As regards where this equation comes from, I don’t know. But I have seen some papers on similar equations and an extract is shown below. I have tried to derive it for myself using a Markov model and a symbolic math program but lost patience before I could figure out how to do integration by parts in the math software. Below is the middle of one derivation I have seen showing steps 95 to 98 in the derivation so you would need good mathematical knowledge and a lot of time to verify this equation from first principles.

Figure 9 - example of the calculations behind the equations

Some final comments.

  • A previous blog on Markov modelling offers another way to analyze redundant systems.
  • This equation assumes identical redundancy. ISO 13849-1 offers good guidance on how to deal with diverse systems.
  • There is no mention of systematic capability and this equation only addresses the hardware metrics.
  • You need to be careful before blindly applying these equations and understand the assumptions behind them. Many of the assumptions behind them are given in IEC 61508-6:2010.
  • While assumed here as a means to achieve higher safety a 1oo2 architecture could also be used to facilitate achieving SIL X where the channels themselves only have an SFF suitable for SIL X-1.
  • Another reason to implement a 1oo2 architect over a 1oo1 architecture is that the required diagnostic interval will be dramatically increased.
  • I don’t see anything in the equation to model the time the safety system is unavailable due to proof testing.
  • The equation assumes that the proof testing detects all failures. This is somewhat unrealistic and an analysis on how to model non-ideal proof testing is given elsewhere in the standard. Even if you remove a level sensor from the sensor and put it in a bucket of water to test that it can measure a level I find it hard to accept that this means it is now “as new”. There may be only 1 foot/30cm of water in the bucket and perhaps there is a failure that only manifests at 3 ft/1 meter. Perhaps proof test plans take all this into account.

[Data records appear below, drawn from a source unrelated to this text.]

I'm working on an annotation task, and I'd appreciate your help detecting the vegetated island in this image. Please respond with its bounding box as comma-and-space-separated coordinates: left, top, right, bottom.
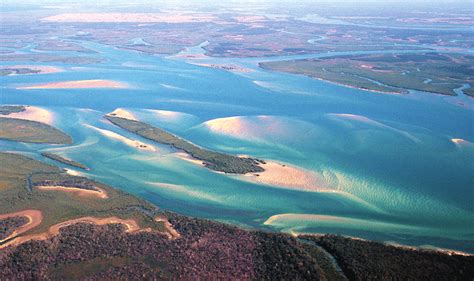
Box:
0, 65, 63, 76
105, 113, 265, 174
0, 152, 474, 280
259, 53, 474, 97
41, 152, 89, 170
0, 117, 72, 144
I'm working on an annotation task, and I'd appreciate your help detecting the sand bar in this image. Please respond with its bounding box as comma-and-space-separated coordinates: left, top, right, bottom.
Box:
237, 162, 328, 192
17, 79, 129, 90
107, 108, 138, 121
84, 124, 158, 151
1, 65, 64, 76
0, 106, 54, 125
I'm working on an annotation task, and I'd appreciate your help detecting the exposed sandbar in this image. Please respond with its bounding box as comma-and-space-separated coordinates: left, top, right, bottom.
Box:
239, 162, 328, 191
17, 79, 129, 90
107, 108, 138, 121
0, 65, 64, 76
84, 124, 157, 151
0, 106, 54, 125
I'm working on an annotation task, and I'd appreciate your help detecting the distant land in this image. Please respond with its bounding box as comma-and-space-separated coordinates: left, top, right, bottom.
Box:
260, 53, 474, 97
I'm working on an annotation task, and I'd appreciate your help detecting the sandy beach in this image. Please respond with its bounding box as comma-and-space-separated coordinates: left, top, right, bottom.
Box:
0, 106, 54, 125
1, 65, 64, 76
35, 185, 109, 199
17, 79, 129, 90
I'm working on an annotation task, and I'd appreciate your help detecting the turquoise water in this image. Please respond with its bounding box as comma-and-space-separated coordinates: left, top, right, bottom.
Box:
0, 42, 474, 252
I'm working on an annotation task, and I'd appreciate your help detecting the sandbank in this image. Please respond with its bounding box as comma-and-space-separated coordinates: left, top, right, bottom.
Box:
17, 79, 129, 90
107, 108, 138, 121
0, 106, 54, 125
237, 162, 328, 192
1, 65, 64, 76
84, 124, 157, 151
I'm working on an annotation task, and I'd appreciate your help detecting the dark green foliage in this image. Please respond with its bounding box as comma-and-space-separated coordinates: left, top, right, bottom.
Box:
304, 235, 474, 280
0, 118, 72, 144
260, 53, 474, 96
41, 152, 89, 170
0, 217, 28, 240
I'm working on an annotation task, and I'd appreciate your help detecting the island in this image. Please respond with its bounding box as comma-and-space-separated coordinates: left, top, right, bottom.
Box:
0, 152, 474, 280
41, 152, 89, 170
259, 53, 474, 97
105, 113, 265, 174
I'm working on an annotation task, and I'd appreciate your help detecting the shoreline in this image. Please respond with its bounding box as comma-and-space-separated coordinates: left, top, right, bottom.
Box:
298, 232, 474, 257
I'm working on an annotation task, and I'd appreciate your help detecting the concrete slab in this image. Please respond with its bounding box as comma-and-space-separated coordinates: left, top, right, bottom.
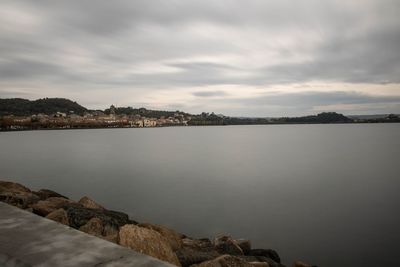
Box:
0, 202, 173, 267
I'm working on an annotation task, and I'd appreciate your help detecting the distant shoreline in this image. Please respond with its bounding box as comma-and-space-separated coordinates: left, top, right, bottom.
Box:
0, 121, 400, 132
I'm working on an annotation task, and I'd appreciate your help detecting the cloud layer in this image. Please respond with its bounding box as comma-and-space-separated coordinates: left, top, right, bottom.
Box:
0, 0, 400, 116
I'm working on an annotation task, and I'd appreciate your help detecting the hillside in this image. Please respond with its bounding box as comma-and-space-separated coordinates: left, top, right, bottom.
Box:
0, 98, 87, 116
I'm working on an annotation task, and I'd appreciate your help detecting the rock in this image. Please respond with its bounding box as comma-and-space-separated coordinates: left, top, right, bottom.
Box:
46, 209, 69, 225
214, 235, 243, 255
33, 189, 68, 200
193, 255, 253, 267
175, 247, 221, 267
31, 197, 73, 216
79, 218, 104, 237
182, 238, 215, 251
249, 261, 270, 267
237, 256, 283, 267
138, 223, 182, 251
176, 238, 221, 267
0, 181, 39, 209
0, 192, 39, 209
236, 239, 251, 255
248, 249, 281, 263
63, 203, 136, 233
293, 261, 312, 267
119, 224, 181, 266
0, 181, 31, 193
78, 196, 105, 210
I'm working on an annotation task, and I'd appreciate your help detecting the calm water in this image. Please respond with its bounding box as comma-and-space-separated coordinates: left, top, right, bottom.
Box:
0, 124, 400, 267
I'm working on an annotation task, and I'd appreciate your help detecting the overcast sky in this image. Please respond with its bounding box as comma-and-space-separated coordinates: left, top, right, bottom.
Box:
0, 0, 400, 116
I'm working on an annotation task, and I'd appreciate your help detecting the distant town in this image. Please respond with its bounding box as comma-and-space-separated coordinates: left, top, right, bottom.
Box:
0, 98, 400, 131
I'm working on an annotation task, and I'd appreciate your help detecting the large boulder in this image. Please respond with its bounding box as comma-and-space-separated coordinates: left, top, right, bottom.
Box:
0, 181, 39, 209
79, 218, 104, 237
179, 238, 221, 267
78, 196, 105, 210
138, 223, 182, 251
0, 192, 39, 209
175, 247, 221, 267
119, 224, 181, 266
214, 235, 243, 255
193, 255, 253, 267
248, 249, 281, 263
237, 256, 284, 267
63, 203, 136, 232
31, 197, 73, 216
182, 238, 215, 251
46, 209, 69, 225
33, 189, 68, 200
236, 239, 251, 255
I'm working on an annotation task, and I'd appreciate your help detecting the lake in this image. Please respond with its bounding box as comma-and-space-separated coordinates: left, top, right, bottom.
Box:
0, 124, 400, 267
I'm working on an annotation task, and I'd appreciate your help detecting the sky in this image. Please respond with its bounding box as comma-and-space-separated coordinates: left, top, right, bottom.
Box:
0, 0, 400, 117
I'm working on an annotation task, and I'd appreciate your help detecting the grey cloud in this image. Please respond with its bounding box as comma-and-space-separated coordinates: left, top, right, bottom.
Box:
193, 91, 226, 97
0, 0, 400, 115
227, 91, 400, 107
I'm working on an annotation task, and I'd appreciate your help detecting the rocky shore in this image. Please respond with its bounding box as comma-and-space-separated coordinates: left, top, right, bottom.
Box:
0, 181, 318, 267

While on the subject of equations my favourite equation is Euler’s identity. It has all the key mathematical symbols in one equation. I’m not aware however of any practical application of this equation in functional safety. You can however buy a mug with this equation on Amazon to impress your work colleagues!


Figure 10 - Euler’s identity

  • sorry that should be (Nth stage safety supervisor  x (N-1th stage SS x (N-2th stage SS x .... )))

  • Do the standards suggest the implementation of safety mechanisms at the low levels of the schematic other than the highest top level? I would think there is more (and condition-specific) telemetry available at the sensor level that could then be quickly processed by a dedicated monitoring and control supervisor to communicate appropriate levels of alarms/status and (raising interrupt-like signals) to a control program to go into safe mode? So the reliability model goes like: (Nth stage safety supervisor  x (N-1th stage SS x (N-2th stage SS x .... ). What would be the risk-benefit of not allowing a safety-critical subsystem "closer to the event" raise alerts for needed remedial action?